Products Meter-Based Billing

Meter-based billing that stays reconcilable from usage to invoice

Govern usage-based billing with versioned pricing validated usage and an audit trail from meters to invoices.

LINE ITEMS
Convert usage events into reconcilable billing line items
Manual + CSV
Line item SKU Inventory tags Amount
API Calls (1.2M) MTR-API Rated $14,400
Storage GB-hours MTR-STO Plan v3 $6,980
Overage MTR-OVR Reconciled $2,420
Total $23,800
Trusted by teams who can't afford revenue leakage

Meter-based billing you can reconcile from usage to invoice

Usage-based revenue breaks when the usage source is unclear, pricing changes mid-cycle without versioning, and finance cannot explain how an invoice line was calculated. Sanka is designed to make meter-based billing a governed workflow: define what is measured, validate events, rate them against approved pricing, and keep an audit trail that ties back to CRM and accounting.

A
Versioned pricing and rating

Treat rate plans as controlled records with effective dates, approvals, and history so re-rating and audits are explainable.

B
Usage you can trust

Validate and de-duplicate events, preserve raw usage, and make corrections explicit instead of silently overwriting data.

C
Revenue leakage controls

Surface gaps between contract terms, meters, and invoices early with exceptions, alerts, and review steps.

Define meters and keep terms aligned to the customer record

Meter-based billing is not only a calculation problem. It is a data contract between product usage, sales terms, and finance rules.
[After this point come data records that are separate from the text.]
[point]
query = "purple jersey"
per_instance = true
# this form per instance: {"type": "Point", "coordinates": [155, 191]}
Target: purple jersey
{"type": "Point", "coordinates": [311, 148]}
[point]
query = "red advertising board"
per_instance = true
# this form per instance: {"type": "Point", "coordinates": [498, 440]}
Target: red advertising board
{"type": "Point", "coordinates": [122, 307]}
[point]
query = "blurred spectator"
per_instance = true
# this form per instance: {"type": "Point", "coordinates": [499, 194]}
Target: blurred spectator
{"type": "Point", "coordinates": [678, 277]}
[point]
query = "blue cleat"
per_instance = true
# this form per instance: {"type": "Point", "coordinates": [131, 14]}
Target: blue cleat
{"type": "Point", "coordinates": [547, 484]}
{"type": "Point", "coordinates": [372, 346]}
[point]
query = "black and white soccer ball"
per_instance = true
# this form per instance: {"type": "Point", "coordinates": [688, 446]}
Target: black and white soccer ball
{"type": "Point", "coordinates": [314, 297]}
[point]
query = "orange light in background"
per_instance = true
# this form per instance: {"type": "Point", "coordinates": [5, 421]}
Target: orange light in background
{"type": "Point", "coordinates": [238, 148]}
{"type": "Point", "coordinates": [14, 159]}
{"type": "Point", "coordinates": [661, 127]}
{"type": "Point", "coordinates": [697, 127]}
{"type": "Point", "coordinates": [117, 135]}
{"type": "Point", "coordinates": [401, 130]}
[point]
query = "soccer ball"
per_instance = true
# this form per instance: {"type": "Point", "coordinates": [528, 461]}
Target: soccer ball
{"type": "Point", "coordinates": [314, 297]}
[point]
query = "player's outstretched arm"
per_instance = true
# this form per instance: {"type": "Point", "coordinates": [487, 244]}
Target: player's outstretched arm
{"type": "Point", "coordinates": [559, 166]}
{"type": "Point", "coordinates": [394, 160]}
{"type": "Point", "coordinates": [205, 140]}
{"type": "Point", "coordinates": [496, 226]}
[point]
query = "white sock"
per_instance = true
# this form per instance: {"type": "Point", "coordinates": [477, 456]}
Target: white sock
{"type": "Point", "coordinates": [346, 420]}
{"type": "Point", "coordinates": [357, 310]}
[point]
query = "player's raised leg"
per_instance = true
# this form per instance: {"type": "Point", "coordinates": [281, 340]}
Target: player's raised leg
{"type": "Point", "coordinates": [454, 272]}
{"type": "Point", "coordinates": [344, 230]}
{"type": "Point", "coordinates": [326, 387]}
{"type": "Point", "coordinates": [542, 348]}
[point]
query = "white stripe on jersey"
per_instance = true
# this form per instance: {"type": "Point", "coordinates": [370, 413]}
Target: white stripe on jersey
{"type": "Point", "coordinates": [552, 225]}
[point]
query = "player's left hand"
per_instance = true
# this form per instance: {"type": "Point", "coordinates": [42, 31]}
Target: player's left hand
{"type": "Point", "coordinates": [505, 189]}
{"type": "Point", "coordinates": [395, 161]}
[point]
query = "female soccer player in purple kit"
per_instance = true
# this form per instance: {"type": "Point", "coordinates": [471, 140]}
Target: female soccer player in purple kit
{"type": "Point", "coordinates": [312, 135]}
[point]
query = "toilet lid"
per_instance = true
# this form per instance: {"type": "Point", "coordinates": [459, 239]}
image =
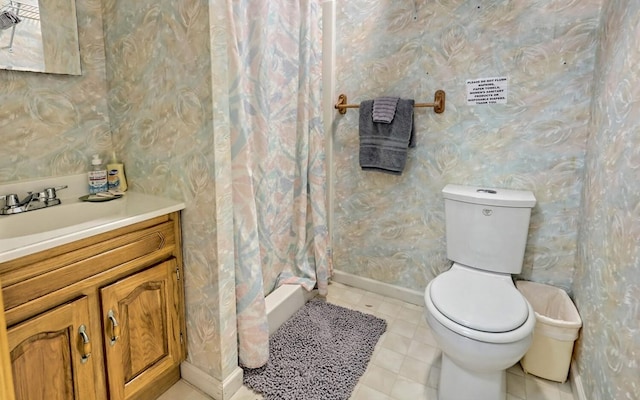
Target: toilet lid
{"type": "Point", "coordinates": [478, 301]}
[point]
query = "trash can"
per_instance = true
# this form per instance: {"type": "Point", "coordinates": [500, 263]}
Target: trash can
{"type": "Point", "coordinates": [557, 326]}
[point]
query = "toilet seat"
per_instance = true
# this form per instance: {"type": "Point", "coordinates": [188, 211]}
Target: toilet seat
{"type": "Point", "coordinates": [518, 333]}
{"type": "Point", "coordinates": [479, 301]}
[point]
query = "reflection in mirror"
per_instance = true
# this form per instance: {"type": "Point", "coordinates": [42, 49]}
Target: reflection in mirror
{"type": "Point", "coordinates": [39, 36]}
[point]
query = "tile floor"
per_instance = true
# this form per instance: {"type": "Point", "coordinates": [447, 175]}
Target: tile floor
{"type": "Point", "coordinates": [406, 362]}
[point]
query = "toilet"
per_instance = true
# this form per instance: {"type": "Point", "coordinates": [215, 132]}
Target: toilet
{"type": "Point", "coordinates": [479, 319]}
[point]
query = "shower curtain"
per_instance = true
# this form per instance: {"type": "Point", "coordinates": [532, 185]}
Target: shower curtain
{"type": "Point", "coordinates": [277, 156]}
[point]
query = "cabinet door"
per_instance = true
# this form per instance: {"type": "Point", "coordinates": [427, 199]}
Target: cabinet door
{"type": "Point", "coordinates": [142, 332]}
{"type": "Point", "coordinates": [6, 379]}
{"type": "Point", "coordinates": [50, 355]}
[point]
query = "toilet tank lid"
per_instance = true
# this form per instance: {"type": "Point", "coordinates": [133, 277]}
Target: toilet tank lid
{"type": "Point", "coordinates": [489, 196]}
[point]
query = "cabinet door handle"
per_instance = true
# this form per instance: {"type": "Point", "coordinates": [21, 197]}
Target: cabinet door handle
{"type": "Point", "coordinates": [115, 328]}
{"type": "Point", "coordinates": [86, 344]}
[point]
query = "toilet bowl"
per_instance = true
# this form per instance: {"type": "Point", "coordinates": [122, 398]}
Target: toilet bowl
{"type": "Point", "coordinates": [474, 361]}
{"type": "Point", "coordinates": [479, 319]}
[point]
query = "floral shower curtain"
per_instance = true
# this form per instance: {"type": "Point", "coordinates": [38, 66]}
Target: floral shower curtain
{"type": "Point", "coordinates": [277, 146]}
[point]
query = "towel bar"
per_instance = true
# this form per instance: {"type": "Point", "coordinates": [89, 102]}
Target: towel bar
{"type": "Point", "coordinates": [438, 103]}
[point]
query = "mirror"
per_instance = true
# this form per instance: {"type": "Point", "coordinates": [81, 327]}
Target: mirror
{"type": "Point", "coordinates": [39, 36]}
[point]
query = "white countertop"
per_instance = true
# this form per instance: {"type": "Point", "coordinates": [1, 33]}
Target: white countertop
{"type": "Point", "coordinates": [33, 231]}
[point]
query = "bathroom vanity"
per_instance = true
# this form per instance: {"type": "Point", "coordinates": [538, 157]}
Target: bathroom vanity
{"type": "Point", "coordinates": [97, 312]}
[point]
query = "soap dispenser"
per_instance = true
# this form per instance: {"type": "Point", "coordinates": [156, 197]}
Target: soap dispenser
{"type": "Point", "coordinates": [97, 176]}
{"type": "Point", "coordinates": [116, 179]}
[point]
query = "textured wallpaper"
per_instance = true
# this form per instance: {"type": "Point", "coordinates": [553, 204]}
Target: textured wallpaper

  • Define meters (what is counted, unit of measure, aggregation window)
  • Associate meters to customers, subscriptions, and contracts in your CRM
  • Support tiers, minimum commits, included usage, and overages with clear rules
  • Keep invoices and payment status synced back to CRM for customer-facing teams
Where usage billing fails Typical root cause What to standardize
Underbilling Missing or dropped events Ingestion validation + completeness checks
Disputes No explanation of rating Versioned rate plans + audit-ready calculation trail
Manual rework Ad-hoc credits and adjustments Explicit adjustment objects and approvals
Forecast drift CRM and billing terms mismatch Single source of terms and effective dates

Rate usage with audit-ready workflows

Automation should remove manual work, not remove accountability. Treat rating and invoicing as repeatable steps with clear states.

  • Rate usage on a schedule (daily/weekly/monthly) with “in review” checkpoints for exceptions
  • Re-rate when pricing changes, with history preserved for “what changed and why”
  • Generate invoices that show the billed quantity, unit price logic, and period covered
  • Handle credits, true-ups, and backfills as governed adjustments (not hidden edits)

Built for real usage patterns

Most teams end up combining recurring terms with usage, exceptions, and contract constraints. Make the patterns explicit so finance can close without detective work.

D
Hybrid billing

Combine subscription line items with usage and one-time charges without breaking reporting or customer statements.

E
Tiering and minimums

Encode included usage, minimum commits, and tier breakpoints as readable rules with effective dates.

F
Backfills and corrections

Late events and corrections happen. Preserve raw history and track adjustments explicitly for auditability.

Governance is a feature for usage revenue

Usage billing is measurable, but only if definitions and changes are controlled. Make approvals and traceability first-class.

G
Approvals for pricing changes

Route rate plan edits and exception discounts through reviewers with thresholds and history.

H
Audit trail for calculations

Track source usage, applied pricing version, adjustments, and invoice generation steps with timestamps and owners.

I
Role-based actions

Control who can change meters, override pricing, approve credits, and finalize invoices.

Frequently asked questions

Can we combine seat-based and usage-based billing?
Yes. Hybrid billing is common. The key is to keep recurring terms, usage meters, and one-time charges as explicit objects with a consistent audit trail.
How do we handle pricing changes mid-cycle?
Treat pricing as versioned rate plans with effective dates and approvals. When changes happen, re-rate with history preserved so the outcome is explainable.
What prevents revenue leakage?
Validation, completeness checks, exception queues, and governed adjustments. The goal is to surface gaps early, not after invoices are sent.